Owners, executives and managers of some prominent companies actively participated in the human rights violations committed against workers during Argentina’s 1976-1983 dictatorship, according to evidence set forth in the newly published study “Business responsibility in crimes against humanity: The repression of workers during state terrorism.”
This two-volume report (available in Spanish) is part of the memory, truth and justice process in Argentina, which began with the 1985 trial of the military juntas and the Nunca Más report and included the innovation of Truth Trials when amnesty laws and presidential pardons stymied criminal prosecution. Once the amnesties were definitively scrapped in 2005, hundreds of judicial investigations and trials were reopened or launched. This included probes into the responsibility of civilians – judicial officials, clergy members and company executives, among others – in these crimes against humanity.

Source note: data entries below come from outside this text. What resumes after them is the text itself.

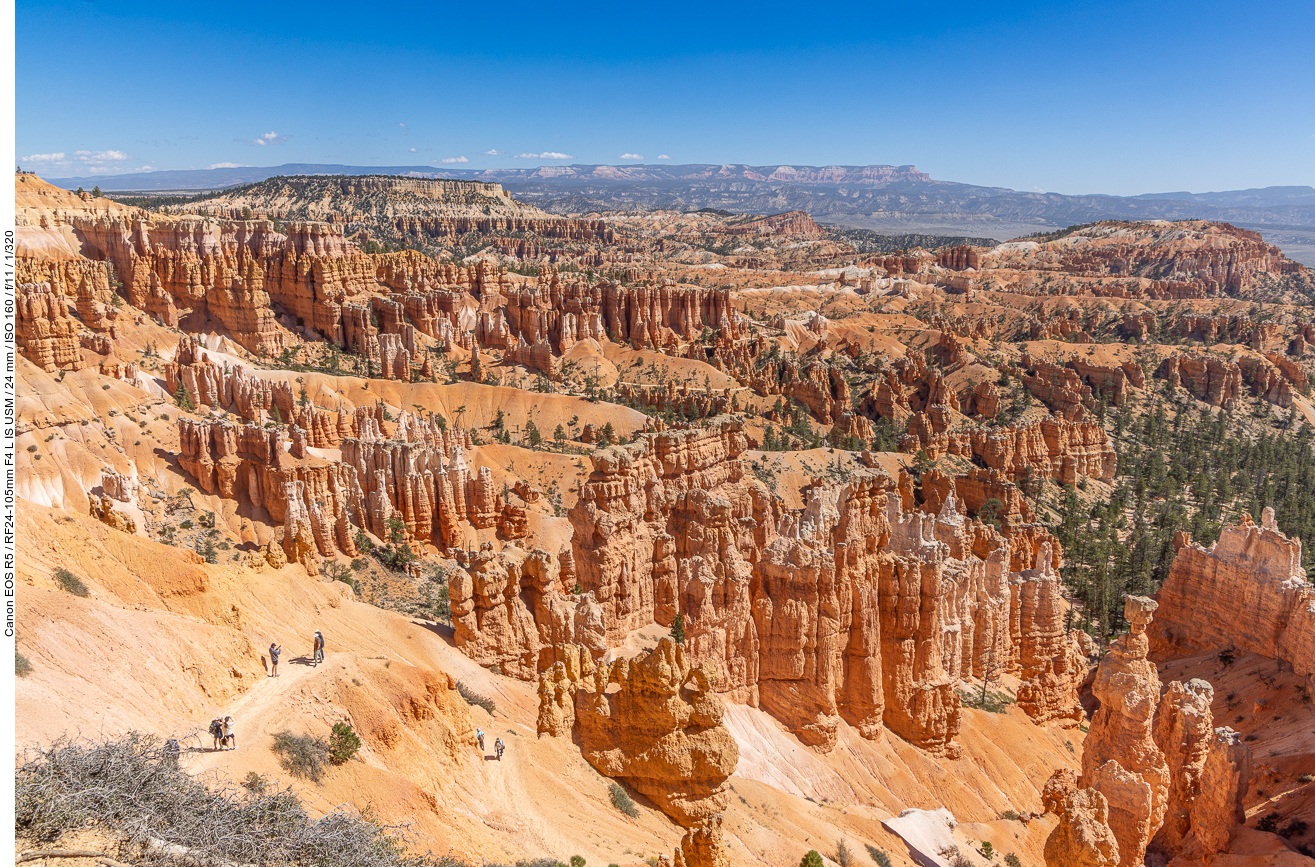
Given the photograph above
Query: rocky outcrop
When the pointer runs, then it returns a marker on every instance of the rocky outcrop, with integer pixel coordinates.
(1215, 380)
(794, 224)
(1110, 382)
(559, 313)
(413, 207)
(314, 501)
(45, 330)
(1060, 388)
(103, 509)
(512, 611)
(660, 730)
(1048, 449)
(1184, 729)
(1218, 809)
(1082, 838)
(847, 608)
(1121, 758)
(1173, 782)
(1053, 663)
(1274, 378)
(1245, 592)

Nearly 900 victims of state terrorism were identified in the 25 companies researched in the report, 354 of whom were forcibly disappeared and 65 of whom were murdered. The majority of victims were workers and ex-workers of these same companies who participated in processes of conflict and labor organization. The companies under study cut across sectors and regions of the country and include units of international corporations such as FIAT, Ford Motor Company and Mercedes-Benz and Argentine companies such as Acindar, Dálmine-Siderca, Ingenio Ledesma, Molinos Río de la Plata and La Veloz del Norte. Today almost all of these firms face judicial investigation or proceedings, at varying stages of progress.

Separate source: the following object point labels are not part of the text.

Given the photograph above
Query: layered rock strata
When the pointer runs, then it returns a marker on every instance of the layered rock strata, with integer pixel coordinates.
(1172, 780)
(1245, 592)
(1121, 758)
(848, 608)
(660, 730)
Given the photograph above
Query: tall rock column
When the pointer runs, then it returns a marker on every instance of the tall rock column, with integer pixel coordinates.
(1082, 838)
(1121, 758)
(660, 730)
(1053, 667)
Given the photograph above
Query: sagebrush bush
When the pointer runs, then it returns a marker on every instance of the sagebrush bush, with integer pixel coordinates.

The most extreme manifestation of the widespread militarization of work spaces during the dictatorship was the installation of clandestine detention and torture centers on company premises. There is also evidence that some company executives were present during the abduction, captivity and torture of workers. More common was the vast deployment of military and security forces on factory grounds; some corporate officials explicitly sought this military intervention and provided logistical and/or financial support. These types of coordination to repress workers, on their own merit and in the context of state terrorism, constitute human rights violations.
The report on business responsibility was prepared by CELS, the Area of Economy and Technology of the Latin American Faculty of Social Sciences (FLACSO-Argentina), and the Truth and Justice Program and Human Rights Secretariat – both of which belong to the Argentine Ministry of Justice and Human Rights.
The research was presented on December 3 in Buenos Aires, one week after the national Congress created a bicameral commission to investigate economic and financial complicity with the dictatorship – a move backed by five human rights experts from the United Nations, among them the Special Rapporteur on the promotion of truth, justice, reparation and guarantees of non-recurrence.
The responsibility of economic actors in rights violations has been the focus of concern and debate in numerous international forums. The process to elaborate an international legally binding instrument on transnational corporations and other business enterprises with respect to human rights began recently, with the intergovernmental Working Group that was established by the UN Human Rights Council holding its first session last July.